For a long time, Russians lived with the notion that war was something either relegated to the distant past or happening far away in Syria. War, it turns out, can take place close to home, affecting you and your relatives living in Ukraine or Belgorod. Day after day, watching military reports, war opponents experience anxiety, fear, and pain. These intense experiences simply exhaust people, leading to a sense of helplessness. Propaganda efforts and surveys, creating the image of a majority that supports the war, play a significant role here. 
Additionally, resistance does not bring about political change, only violence from law enforcement. Since the beginning of military actions in Ukraine in 2022, Russia significantly tightened legislation against anti-war statements, including adopting a law that criminalizes the dissemination of information deemed false about the actions of the Armed Forces, with penalties up to 5 million rubles ($55,200) and up to 10 years of imprisonment.  There has also been increased prosecution for “discrediting the army,” leading to criminal cases, searches, and pressure on those critical of the government on social media.
The Russian state harshly punishes individuals for small-scale actions. For instance, Sasha Skochilenko, who replaced price tags in a store with anti-war messages, received 7 years in prison.  Though these high-profile cases are relatively few in number, they broadcast how serious the risks of any kind of resistance can be.
Moreover, the motivation of war opponents stems from moral norms of intolerance towards violence. This same moral stance also prevents them from engaging in violence against government representatives. Research shows that the human brain predicts actions based on past actions, and if actions lead to a negative outcome, repeating them seems pointless. 
For example, a Socialist Revolutionary from the late 19th century could attempt to assassinate an official or even the tsar, and his comrades would see a real political result from their actions. Even if this result was negative for the revolutionaries in the long term, their brains could justify the action as successful. If someone protests against the war in Ukraine, the likely result is a police baton to the head, administrative arrest, or even a criminal case, but certainly not the cessation of the war or significant political changes. As a result, war opponents often feel in the minority and helpless, and their actions seem to bring only negative consequences for themselves. In such conditions, active anti-war protest becomes simply impossible.
However, despite all this, anti-war resistance among Russians does exist. Firstly, those who have left Russia due to the war actively protest against it, as the risks of state violence for them have become minimal. 
Secondly, there has emerged what anthropologist Alexandra Arkhipova calls “hidden” anti-war protest.  Arkhipov notes a whole movement of anonymous art activism with a distinctly anti-war character. Anti-war stickers in public transport, disguised as standard signs for children and disabled seats, anonymous graffiti with red ballerinas, or even charades that reveal the phrase “no to war,” are all new forms of anti-war protest Russians have turned to.
Thirdly, if one broadly understands protest against the war to include actions such as refusing to participate in anything related to the war, then the mass exodus of Russians from the country can also be seen as a form of protest. 

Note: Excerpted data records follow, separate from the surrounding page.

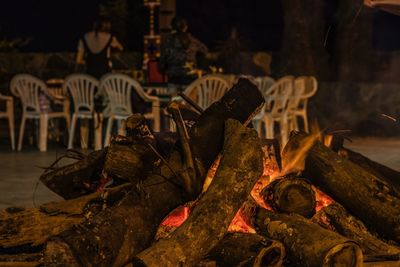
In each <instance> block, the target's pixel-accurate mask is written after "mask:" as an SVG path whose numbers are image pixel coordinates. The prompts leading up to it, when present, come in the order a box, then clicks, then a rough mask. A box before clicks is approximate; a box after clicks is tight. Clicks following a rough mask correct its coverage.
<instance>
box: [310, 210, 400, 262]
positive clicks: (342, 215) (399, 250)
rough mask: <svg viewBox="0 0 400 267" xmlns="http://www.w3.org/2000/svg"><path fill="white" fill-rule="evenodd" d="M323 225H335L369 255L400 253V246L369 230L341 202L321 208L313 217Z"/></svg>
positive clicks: (346, 236) (337, 230)
mask: <svg viewBox="0 0 400 267" xmlns="http://www.w3.org/2000/svg"><path fill="white" fill-rule="evenodd" d="M313 220H315V221H316V222H318V223H319V224H322V226H327V225H326V224H324V222H325V223H328V225H329V226H331V227H333V228H334V229H335V231H336V232H338V233H339V234H341V235H343V236H345V237H348V238H350V239H352V240H354V241H356V242H357V243H358V244H359V245H360V246H361V248H362V250H363V252H364V253H365V254H369V255H396V254H397V255H398V256H397V257H399V255H400V254H399V253H400V248H397V247H395V246H391V245H389V244H387V243H385V242H383V241H381V240H380V239H378V238H377V237H376V236H374V235H372V234H371V233H370V232H368V230H367V228H366V227H365V226H364V224H363V223H362V222H361V221H359V220H357V219H356V218H354V217H353V216H351V215H350V214H349V213H348V212H347V211H346V210H345V209H344V208H343V207H342V206H340V205H339V204H337V203H335V204H331V205H329V206H326V207H324V208H323V209H322V210H320V211H319V212H318V213H317V214H316V215H315V216H314V218H313Z"/></svg>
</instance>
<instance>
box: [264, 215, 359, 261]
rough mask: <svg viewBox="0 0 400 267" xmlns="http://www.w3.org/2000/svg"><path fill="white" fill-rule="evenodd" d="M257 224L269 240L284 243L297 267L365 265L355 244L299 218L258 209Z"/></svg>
mask: <svg viewBox="0 0 400 267" xmlns="http://www.w3.org/2000/svg"><path fill="white" fill-rule="evenodd" d="M256 225H257V227H258V228H259V230H260V231H261V232H262V233H263V234H265V235H266V236H267V237H269V238H271V239H274V240H278V241H280V242H282V243H283V245H284V246H285V248H286V253H287V257H288V260H289V261H291V263H292V264H294V265H295V266H302V267H304V266H309V267H312V266H315V267H320V266H353V267H355V266H362V263H363V255H362V251H361V249H360V247H359V246H358V245H357V244H356V243H355V242H353V241H351V240H349V239H347V238H345V237H343V236H341V235H339V234H337V233H335V232H333V231H329V230H327V229H324V228H322V227H321V226H319V225H317V224H314V223H312V222H310V221H308V220H307V219H305V218H304V217H302V216H300V215H296V214H294V215H286V214H276V213H272V212H269V211H267V210H263V209H259V211H258V212H257V215H256ZM291 266H292V265H291Z"/></svg>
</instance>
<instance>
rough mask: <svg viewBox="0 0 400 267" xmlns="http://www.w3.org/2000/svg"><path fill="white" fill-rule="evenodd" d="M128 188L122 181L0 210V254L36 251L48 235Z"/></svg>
mask: <svg viewBox="0 0 400 267" xmlns="http://www.w3.org/2000/svg"><path fill="white" fill-rule="evenodd" d="M129 188H130V186H129V185H122V186H119V187H116V188H112V189H110V190H108V191H107V193H105V194H102V193H93V194H90V195H87V196H83V197H80V198H76V199H71V200H67V201H61V202H51V203H48V204H44V205H41V206H39V207H37V208H19V207H10V208H7V209H5V210H2V211H0V254H9V253H18V252H19V251H27V252H31V251H36V250H37V249H38V247H40V246H43V244H44V243H45V242H46V241H47V239H48V238H49V237H51V236H53V235H57V234H59V233H60V232H62V231H64V230H66V229H68V228H70V227H72V226H73V225H77V224H79V223H81V222H82V221H84V220H85V219H86V218H89V217H92V216H94V215H95V214H96V213H99V212H100V211H101V210H102V209H104V208H105V207H107V206H112V205H114V203H115V202H116V201H118V200H120V199H122V198H123V197H124V196H125V194H126V193H127V192H128V191H129ZM39 249H40V248H39Z"/></svg>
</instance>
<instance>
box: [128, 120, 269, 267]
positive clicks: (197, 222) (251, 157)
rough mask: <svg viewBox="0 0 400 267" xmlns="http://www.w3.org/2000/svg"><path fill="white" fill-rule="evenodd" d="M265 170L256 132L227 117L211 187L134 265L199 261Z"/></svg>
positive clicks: (191, 265)
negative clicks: (181, 218)
mask: <svg viewBox="0 0 400 267" xmlns="http://www.w3.org/2000/svg"><path fill="white" fill-rule="evenodd" d="M262 172H263V153H262V150H261V143H260V140H259V138H258V136H257V133H256V132H255V131H254V130H250V129H248V128H245V127H244V126H243V125H241V124H240V123H238V122H237V121H234V120H228V121H227V122H226V127H225V141H224V147H223V154H222V158H221V161H220V164H219V167H218V169H217V172H216V173H215V176H214V179H213V181H212V183H211V185H210V187H209V188H208V190H207V191H206V192H205V194H204V195H203V196H202V197H201V199H200V200H199V202H198V204H197V205H196V207H195V208H194V209H193V211H192V212H191V214H190V216H189V218H188V219H187V220H186V221H185V222H184V223H183V225H182V226H181V227H179V228H178V229H176V230H175V231H174V232H173V233H172V234H171V236H170V237H169V238H166V239H162V240H160V241H158V242H157V243H156V244H155V245H153V246H151V247H150V248H148V249H146V250H145V251H143V252H141V253H140V254H138V255H137V256H136V258H135V260H134V266H136V265H138V266H194V265H195V264H197V263H198V262H200V261H201V259H202V258H204V257H205V256H206V255H207V253H208V252H209V251H210V250H211V249H212V248H213V247H214V246H215V245H216V244H217V243H218V242H219V241H220V240H221V239H222V238H223V236H224V235H225V233H226V231H227V229H228V227H229V225H230V223H231V221H232V220H233V218H234V216H235V214H236V212H237V211H238V210H239V208H240V207H241V205H242V204H243V202H244V201H245V200H246V199H247V197H248V196H249V194H250V191H251V189H252V188H253V186H254V184H255V183H256V182H257V180H258V179H259V178H260V177H261V175H262Z"/></svg>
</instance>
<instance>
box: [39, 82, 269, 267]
mask: <svg viewBox="0 0 400 267" xmlns="http://www.w3.org/2000/svg"><path fill="white" fill-rule="evenodd" d="M263 101H264V99H263V97H262V95H261V93H260V92H259V90H258V89H257V87H256V86H254V85H253V84H252V83H251V82H249V81H248V80H244V79H241V80H240V81H239V82H238V83H237V84H236V85H235V86H234V87H233V88H232V89H230V90H229V91H228V92H227V93H226V94H225V95H224V96H223V97H222V98H221V100H220V101H218V102H216V103H214V104H213V105H211V106H210V107H209V108H208V109H207V110H205V111H204V113H203V114H202V115H201V117H200V118H199V119H198V121H197V122H196V123H195V124H194V125H193V126H192V128H191V130H190V132H189V136H190V139H191V147H192V149H193V155H194V159H195V163H196V166H197V168H198V171H199V175H198V178H199V180H198V181H197V182H198V183H199V184H200V185H202V184H203V183H204V179H205V177H206V172H207V170H208V169H209V167H210V166H211V164H212V163H213V161H214V159H215V158H216V156H217V155H218V153H219V152H220V150H221V148H222V144H223V132H224V123H225V121H226V120H227V119H229V118H233V119H236V120H239V121H240V122H242V123H244V122H247V121H250V119H251V118H252V116H253V115H254V114H256V113H257V111H256V110H257V109H258V108H260V107H261V106H262V104H263ZM182 161H183V160H182V157H181V151H180V147H179V146H175V148H174V150H173V151H172V152H171V154H170V155H169V156H168V158H167V163H164V164H162V165H161V167H160V169H159V170H154V174H153V175H150V176H149V177H148V178H147V179H145V180H144V181H143V184H142V190H140V192H139V194H137V193H131V194H129V195H127V197H126V198H125V199H124V200H123V201H121V202H120V203H119V205H117V206H115V207H112V208H110V209H106V210H104V211H103V212H101V213H99V214H98V215H97V216H95V217H94V218H93V219H91V220H88V221H86V222H85V223H83V224H81V225H80V226H79V227H74V228H72V229H70V230H69V231H66V232H64V233H62V234H60V235H59V236H58V237H57V238H54V239H53V240H52V242H49V243H48V246H47V248H48V253H46V260H47V263H48V264H54V263H55V262H57V263H63V262H64V260H65V262H68V265H69V266H79V265H84V266H120V265H122V264H123V263H125V262H127V261H129V260H130V259H132V257H133V256H135V255H136V254H137V253H138V252H140V251H142V250H143V249H145V248H146V247H148V246H149V245H150V244H151V242H152V240H153V238H154V235H155V233H156V230H157V228H158V226H159V224H160V223H161V221H162V220H163V218H164V217H165V216H166V215H167V214H168V213H169V212H171V211H172V210H173V209H175V208H176V207H177V206H179V205H181V204H183V203H185V202H187V201H188V199H186V198H185V197H184V196H187V193H186V192H185V191H184V190H183V187H182V185H181V183H180V182H181V181H180V180H179V176H178V175H176V172H179V171H181V168H182ZM200 188H201V186H200ZM199 193H200V192H199Z"/></svg>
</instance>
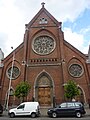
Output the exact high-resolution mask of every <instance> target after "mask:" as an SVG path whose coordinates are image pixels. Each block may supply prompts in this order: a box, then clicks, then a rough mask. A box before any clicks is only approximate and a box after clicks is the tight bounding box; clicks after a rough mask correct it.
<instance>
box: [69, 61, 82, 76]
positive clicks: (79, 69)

Can this situation be changed? It’s hard to say. The death of Alexei Navalny showed us that we do not live in a Hollywood movie where the hero defeats the evil emperor. This war could last for many years, even without the mass support of citizens, if the majority views it as a natural phenomenon over which they have no power. 
Perhaps the most that war opponents can now do, without resorting to violence, is to continue reminding everyone around them that war is a human-made disaster. It is not an earthquake or a volcanic eruption. The war was not started by gods, but by flesh-and-blood people — meaning it is we, the people, who can stop it.